Three months into it and 2014 has already brought us the Olympics, the Affordable Healthcare Act, and the sweeping sensation of Buzzfeed quizzes. There is one for everything – it will tell you which character you are from your favorite movie or which time period you should have been born in. It’s gotten to the point that you can just search for a quiz you think might exist and it will be the first result on Google. It doesn’t matter if the questions are completely irrelevant to the final answer, the quizzes can still be as addicting as cocaine. It makes you wonder, if only people were as addicted to reading as they were to Buzzfeed quizzes (or drugs). Here are some tips to make your writing as in demand as a Buzzfeed quiz.
Make it Relatable
It’s all about me, me, me. That’s what Buzzfeed quizzes teach those that take them. Your writing isn’t going to be interesting unless the reader can apply it to themselves and their lives.
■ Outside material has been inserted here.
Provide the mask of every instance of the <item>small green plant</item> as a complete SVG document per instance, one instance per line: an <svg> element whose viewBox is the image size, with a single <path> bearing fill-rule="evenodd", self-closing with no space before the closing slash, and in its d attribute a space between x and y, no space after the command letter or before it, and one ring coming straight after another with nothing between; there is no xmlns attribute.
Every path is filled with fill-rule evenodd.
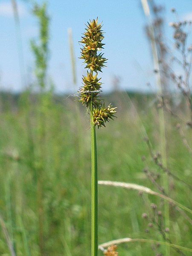
<svg viewBox="0 0 192 256"><path fill-rule="evenodd" d="M87 68L87 76L83 76L83 86L80 88L79 101L85 105L89 111L91 131L91 256L97 256L98 241L98 179L96 127L105 126L105 123L113 119L116 113L116 108L110 105L105 107L104 101L99 97L102 83L97 77L98 72L102 72L107 59L103 54L98 51L103 47L102 43L104 38L101 23L98 23L97 18L88 23L86 32L80 43L84 45L81 48L81 56Z"/></svg>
You don’t have to predict their futures; just don’t write for an alien species. Target your audience by getting on their level and letting them know that you are one of them. Reference pop culture or media that you know your audience will be familiar with – that way no matter what you’re writing about, it’s still about them, them, them.
Introduce a New Concept
While you want to relate to your audience, you still want to teach them something they’ve never heard before. People will lose interest fast if your article is just something they have already heard before. It doesn’t have to be a new idea; after all an idea is only a “new combination of old elements” as defined by James Webb Young. For example, the novel “Wicked: The Life and Times of the Wicked Witch of the West” by Gregory Maguire was based on the story of the Wicked Witch from The Wizard of Oz by L. Frank Baum. However, there was a twist that took the story from the Witch’s perspective rather than Dorothy’s, and it proves that she was not, in fact, wicked. It was so wildly successful that a musical was adapted for Broadway, which then went on to win awards. It was a new concept created from old elements, and a new lesson was learned by the readers and audiences.
Don’t Get Too Crazy
Amateur writers can go overboard trying to interest readers by trying to appeal to recent trends (see: vampires, werewolves, and zombies). The same is true when writers try to remake a classic (see: Star Wars sequels). Finding your own story can be a delicate balancing act but it’s important not to drop any of the important elements. Don’t underestimate the difference a little detail can make, either. Whether it’s a mistake or an Easter Egg for readers to find and obsess over, a little detail can make a big difference – so don’t make any mistakes.
As long as you are able to relate to your audience, teach them something new, and don’t go overboard with it, you will be able to write something just as addicting as a Buzzfeed quiz.